1
It is for you, priests, to see that this law of mine is obeyed.
2
Give me neither heed nor hearing, says the Lord of hosts, let my name go unhonoured, and with sore distress I will visit you; falls my curse on all the blessings you enjoy, falls my curse …,✻ to the punishing of your heedlessness.
The repetition, ‘falls my curse’, is difficult to explain, except on the supposition that a word or two has dropped out in the manuscripts.
3
Arm of yours I will strike motionless, bury your faces in dung, ay, the dung of your own sacrifices, and to the dung-pit you shall go.
4
So you shall learn your lesson; my law I gave you, says the Lord of hosts, in token of my covenant with Levi’s family.
5
Live they should and thrive, but the fear of me I enjoined upon them; none but should fear, and hold my name in reverence.
6
Faithfully they handed on tradition, the lie never on their lips; safe and straight was the path they trod at my side, and kept many from wrong-doing.
7
No utterance like a priest’s for learning; from no other lips men will expect true guidance; is he not a messenger✻ to them from the Lord of hosts?

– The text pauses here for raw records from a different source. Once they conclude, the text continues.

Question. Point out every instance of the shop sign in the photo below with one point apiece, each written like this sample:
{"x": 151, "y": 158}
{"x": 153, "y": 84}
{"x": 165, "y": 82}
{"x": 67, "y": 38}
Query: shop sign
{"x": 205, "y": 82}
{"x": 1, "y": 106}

Here, as often elsewhere, the Latin translates ‘angel’.
8
That path you have forsaken; through your ill teaching, how many a foothold lost! Nay, says the Lord of hosts, you have annulled my covenant with Levi altogether.
9
What wonder if I have made you a laughing-stock, a thing contemptible in all men’s sight, priests that so ill kept my command, gave award so partially?
10
Have we not all one Father, did not one God create us all? No room, then, for brother to despise brother, and unmake the covenant by which our fathers lived.✻
This verse does not seem closely connected either with what precedes it or with what follows it. The prophet may have been thinking of other misdemeanours, such as those mentioned in Neh. 5.
11
Here is great wrong in Juda, here are foul deeds done by Israel and Jerusalem!✻ Juda, that was once content to be set apart for the Lord, has profaned that holy estate, has taken wives that worship a god he knew not.
This difficult passage, verses 11-16, is generally understood as referring to the intermarriage of the Jews with surrounding nations; cf. Esd. 9 and 10. But Malachy’s protest is concerned only with foreign brides, not with foreign bridegrooms; and he seems only to envisage those cases in which a Jewish wife has been divorced to make room for a Gentile rival.
12
Doer of such a deed, set he or followed the ill example, shall be lost to the dwelling-place of Jacob, for all his offerings made to the Lord of hosts.
13
And anon, weeping and wailing, you drench the Lord’s altar with your tears! What marvel if I heed your sacrifices no more, gift of yours is none can appease me?
14
And the reason of it? Because the Lord bears witness to her wrongs, that wife of thy manhood’s age, whom now thou spurnest, thy partner, thy covenanted bride!
15
Yet doer of this is the same man as ever, the will of him is unchanged; he asks nothing better, now as before, than to breed a God-fearing race; to that will, men of Juda, keep true. Spurn her not, the wife of thy manhood’s age;
16
what though the God of Israel gives thee leave to send her away if she suits thee ill? Garment of her, says the Lord of hosts, is yet stained with the wrong thou didst her. Will of thine forgo not, wife of thine spurn not.✻
Literally, ‘Did not one man do (or, make)? And his spirit is left surviving. And what does one man seek, except the seed of God? Guard therefore your spirits, and do not despise the wife of thy youth. When thou hatest her, dismiss her, says the Lord, the God of Israel; but wrong shall cover her (or, his) garment, says the Lord of hosts. Guard your spirits, and do not despise’. The Hebrew text, which gives ‘his (not her) garment’, is even more obscure throughout; and numerous explanations have been suggested, without throwing much light on the passage.
17
Oh, but the Lord is aweary of your doings! And little wonder, when you think so amiss of him; telling yourselves, Foul is fair in the Lord’s sight, and wrong-doing well likes him; God that judges us is none.